Peace is a Bunch of Shit
Peace is a bunch of shit. Sure, it depends on your definition of peace. But, if it’s an absolute state of tranquility, then what is the difference between peace versus peace and quiet? This concept of peace reinforces the status quo, and people who point out injustice are too often seen as disturbers of the peace. I once worked at a place whose employees labelled me as “opinionated” for vocally supporting Black Lives Matter. At the same place, I tried to educate an American co-worker who doesn’t vote on the difference they could make. On one occasion, I said that a brown or black woman is more likely to be labelled as aggressive due to unconscious bias, and the awkward silence that ensued made me feel like I was being “too much”. This moment might have been the most ironic experience of my life; it was also the most frustrating. I was unable to leave this workplace for some time, so I shut up for the sake of peace. Me - the Māori activist artist, bowed down to social pressure to outwardly conform to more conventional ideals. After making this pact with myself, I had to endure dinners with white employees saying that their black live-in servant is just like a part of the family (I sat in disbelief that they said the most stereotypical sentence people usually use to mock racists). At the same dinner, I even tolerated a non-white person laughing about homeless black people, defending themselves as a pragmatist. While a small part of me was proud of my patience, I mostly felt deeply ashamed at my peaceful behaviour. Feeling complicit in the maintenance of attitudes I strongly disagree with hacked away at my self-respect. Suffice to say, the length of my employment didn’t last much longer. A little voice inside me screamed, “Get the fuck out of there - peace is bullshit.”
“War and peace”, it’s a phrase so embedded in our cultural psyche that we assume we know what it means. But, what the fuck even is this supposed peace and what does it look like? Is it tranquility? After a bloody war people aren’t meditating en masse, revelling cross-legged in solipsistic nirvana. They’re engaged with the world, almost reckless, making love, their children are baby boomers, they’re kissing in the streets, they’re dancing, doing what the philosophers call “affirming life”. There is nothing wrong with mindfulness and stillness as a tool for awareness. But, the opposite of war isn’t peace - the opposite of war is a party. A party is disruptive, experimental and leads to new ideas. We embrace the ridiculous. What did they do when the Berlin wall fell? David Hasselhoff sang “I Been Talkin Bout Freedom” in a fairy light embossed leather jacket at the Brandenberg Gate. Berlin became the club mecca of the world.

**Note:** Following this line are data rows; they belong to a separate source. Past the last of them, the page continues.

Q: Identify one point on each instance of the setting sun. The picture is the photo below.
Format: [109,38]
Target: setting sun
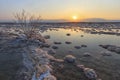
[75,17]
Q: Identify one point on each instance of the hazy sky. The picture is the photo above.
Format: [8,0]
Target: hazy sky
[62,9]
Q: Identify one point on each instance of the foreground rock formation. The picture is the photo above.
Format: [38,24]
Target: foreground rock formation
[21,56]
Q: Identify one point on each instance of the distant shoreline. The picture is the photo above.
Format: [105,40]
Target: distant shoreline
[61,23]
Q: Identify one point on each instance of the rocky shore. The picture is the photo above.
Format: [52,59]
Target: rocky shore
[22,58]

David Hasselhoff hovers in the cage of a hoisting crane above celebrating people on the Berlin Wall and sing "Looking for Freedom" during the first German-German New Year's Eve party on Dec. 31, 1989, at the Brandenburg Gate.
Look at the most common and obvious party: Birthdays. Why do we celebrate birthdays? Consciously, it’s an excuse to have too many natties and oysters with some good mates, maybe send off a few birthday sexts in a celebration of the self. Unconsciously, though, we are celebrating the fact that we are not dead yet. Sure it’s macabre, but we live in a cause and effect universe. For every action there’s an equal and opposite reaction; what is the emotional pay-off of a birthday? Like anyone who’s locked themselves in the toilet crying at their own 30th knows, the forced jollity of birthdays only makes sense because we are distracting ourselves from the sadness of death. Likewise, we party to resist war.

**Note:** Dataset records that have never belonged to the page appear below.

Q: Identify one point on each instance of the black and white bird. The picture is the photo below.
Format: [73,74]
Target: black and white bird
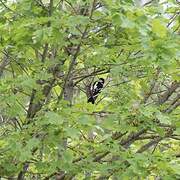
[95,90]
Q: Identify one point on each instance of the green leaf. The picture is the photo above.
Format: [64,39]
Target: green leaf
[159,28]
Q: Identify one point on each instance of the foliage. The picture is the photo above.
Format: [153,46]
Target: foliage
[51,51]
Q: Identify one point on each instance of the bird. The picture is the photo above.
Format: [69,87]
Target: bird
[95,90]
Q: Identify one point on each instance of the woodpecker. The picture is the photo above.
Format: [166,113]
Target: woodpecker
[95,90]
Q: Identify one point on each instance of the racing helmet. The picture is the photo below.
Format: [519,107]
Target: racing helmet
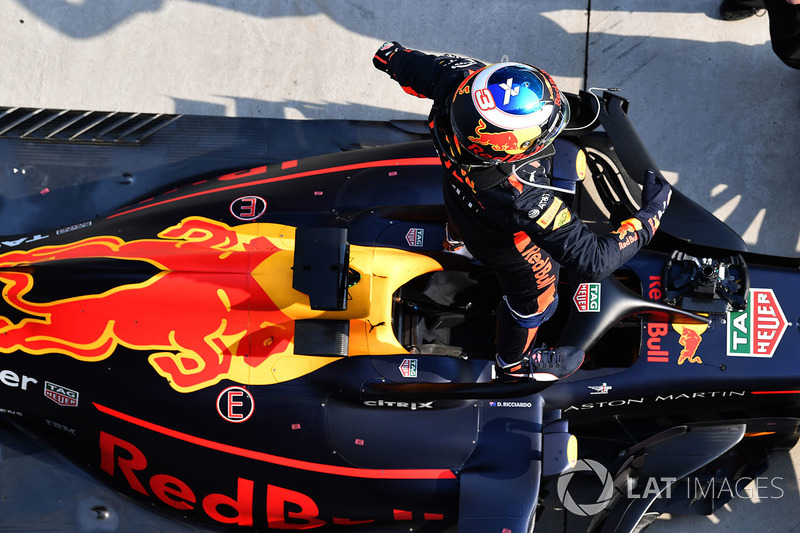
[506,112]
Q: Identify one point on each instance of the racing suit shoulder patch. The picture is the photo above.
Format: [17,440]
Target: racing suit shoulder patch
[562,218]
[550,214]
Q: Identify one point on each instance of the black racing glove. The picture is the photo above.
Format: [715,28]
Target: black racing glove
[656,195]
[384,53]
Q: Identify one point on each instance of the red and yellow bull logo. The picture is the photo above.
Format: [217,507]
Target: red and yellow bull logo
[690,340]
[511,142]
[219,305]
[627,232]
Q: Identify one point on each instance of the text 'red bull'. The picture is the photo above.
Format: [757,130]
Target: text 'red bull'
[199,310]
[285,509]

UN Secretary-General Ban Ki Moon and Psy doing Gangnam Hands at UN Headquarters, 2012
UN Secretary-General Ban Ki Moon invited Psy to the UN in 2012, because he believed the K-Pop star’s dance track, Gangnam Style (now with 3.78B YouTube views globally), had the power to bring the world together. Psy and Ban Ki Moon are Korean, and Korea itself has been in a state of constant war for over a century. From 1910 to the end of World War II, Korea withstood the horrors of Japanese colonisation, which decimated their culture. This was closely followed by the Korean War in 1950, where 3 million people died in 3 years, mostly civilians. These numbers are comparable to the Vietnam War which lasted 20 years, making the Korean War one of the deadliest and overlooked conflicts in the Cold War era. Even today, South Korea has a ceasefire with North Korea but is technically still at war, and they’re currently engaged in a trade war with Japan. At the same time, the world has experienced the “Korean Wave”. Referred to by Barack Obama in his 2012 visit to Korea, the “Korean Wave” describes the phenomenal growth of Korean pop culture globally. That year, Psy performed at the Christmas Charity Concert at the White House. This tiny half of an island in a constant state of war, has produced its own unique style of pop that has proliferated around the world - culminating in leaders of the free world to oppan Gangnam Style *cue signature hand dance*.

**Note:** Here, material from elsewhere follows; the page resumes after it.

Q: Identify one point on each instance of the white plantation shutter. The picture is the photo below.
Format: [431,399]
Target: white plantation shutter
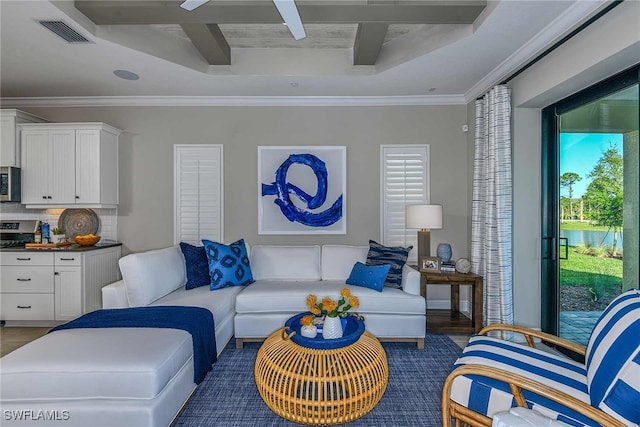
[198,193]
[405,180]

A giant gold painted statue of Gangnam Hands in Gangnam, Seoul in honour of the Korean Wave, 2020
Nina Kraviz is the biggest techno DJ in the world and she comes from Russia - where despite the Cold War ending 30 years ago, tense relations persist with the US, along with nationalism, homophobia, and corruption. Who remembers Pussy Riot? And anyone who hasn’t seen the Russian techno kid (1997) video has been living under a rock without wifi. I don’t even think I have to go into the history of resistance and club culture. Of queerness, of trans-histories. Thatcherite England and 90s Raves. Detroit techno and blackness. Readers of Lieu know it or have read my writing about it (or are one Google away from it).